Parsing ISO8601 date and time format in R [duplicate]

Question

This should be quick - we are parsing the following format in R:

2013-04-05T07:49:54-07:00

My current approach is

require(stringr) 
timenoT <- str_replace_all("2013-04-05T07:49:54-07:00", "T", " ") 
timep <- strptime(timenoT, "%Y-%m-%d %H:%M:%S%z", tz="UTC")

but it gives NA.

Answer 1

%z is the signed offset in hours, in the format hhmm, not hh:mm. Here's one way to remove the last :.

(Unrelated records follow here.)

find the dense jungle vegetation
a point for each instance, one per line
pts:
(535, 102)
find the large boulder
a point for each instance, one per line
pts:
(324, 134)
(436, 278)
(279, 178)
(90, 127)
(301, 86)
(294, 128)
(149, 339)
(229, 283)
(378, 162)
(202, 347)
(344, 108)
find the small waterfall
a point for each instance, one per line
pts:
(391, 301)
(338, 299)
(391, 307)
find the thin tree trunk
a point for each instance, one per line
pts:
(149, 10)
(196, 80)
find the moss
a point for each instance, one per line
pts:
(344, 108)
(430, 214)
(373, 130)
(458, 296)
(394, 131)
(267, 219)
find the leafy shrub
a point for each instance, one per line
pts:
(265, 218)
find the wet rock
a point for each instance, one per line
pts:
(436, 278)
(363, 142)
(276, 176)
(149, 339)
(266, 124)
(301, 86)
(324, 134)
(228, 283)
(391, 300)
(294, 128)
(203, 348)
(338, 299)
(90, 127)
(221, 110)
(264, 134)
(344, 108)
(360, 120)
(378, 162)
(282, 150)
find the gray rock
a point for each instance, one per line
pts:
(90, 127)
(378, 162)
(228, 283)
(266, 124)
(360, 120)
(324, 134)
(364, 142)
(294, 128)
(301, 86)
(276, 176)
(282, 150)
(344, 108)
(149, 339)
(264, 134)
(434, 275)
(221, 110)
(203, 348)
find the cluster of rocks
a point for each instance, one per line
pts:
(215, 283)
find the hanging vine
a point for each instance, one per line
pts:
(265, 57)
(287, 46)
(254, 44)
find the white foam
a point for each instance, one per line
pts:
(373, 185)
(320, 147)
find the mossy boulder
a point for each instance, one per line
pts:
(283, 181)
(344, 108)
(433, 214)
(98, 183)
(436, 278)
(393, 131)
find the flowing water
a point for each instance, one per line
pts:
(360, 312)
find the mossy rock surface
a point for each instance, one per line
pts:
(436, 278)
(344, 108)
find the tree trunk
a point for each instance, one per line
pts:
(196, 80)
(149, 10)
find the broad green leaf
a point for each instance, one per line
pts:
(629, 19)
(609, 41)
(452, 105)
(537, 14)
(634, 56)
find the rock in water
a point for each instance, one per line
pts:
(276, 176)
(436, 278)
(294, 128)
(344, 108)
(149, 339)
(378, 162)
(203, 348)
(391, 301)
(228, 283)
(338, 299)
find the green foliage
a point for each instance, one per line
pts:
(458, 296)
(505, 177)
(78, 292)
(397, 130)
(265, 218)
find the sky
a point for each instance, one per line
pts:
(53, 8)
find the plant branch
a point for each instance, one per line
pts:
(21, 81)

newstring <- gsub("(.*).(..)$","\\1\\2","2013-04-05T07:49:54-07:00")
(timep <- strptime(newstring, "%Y-%m-%dT%H:%M:%S%z", tz="UTC"))
# [1] "2013-04-05 14:49:54 UTC"

Also note that you don't have to remove the "T".

Answer 2

You don't the string replacement.

NA just means that the whole did not work, so do it pieces to build your expression:

R> strptime("2013-04-05T07:49:54-07:00", "%Y-%m-%d") 
[1] "2013-04-05"
R> strptime("2013-04-05T07:49:54-07:00", "%Y-%m-%dT%H:%M") 
[1] "2013-04-05 07:49:00"
R> strptime("2013-04-05T07:49:54-07:00", "%Y-%m-%dT%H:%M:%S")
[1] "2013-04-05 07:49:54" 
R>

Also, for reasons I never fully understood -- but which probably reside with C library function underlying it, %z only works on output, not input. So your NA mostly likely comes from your use of %z.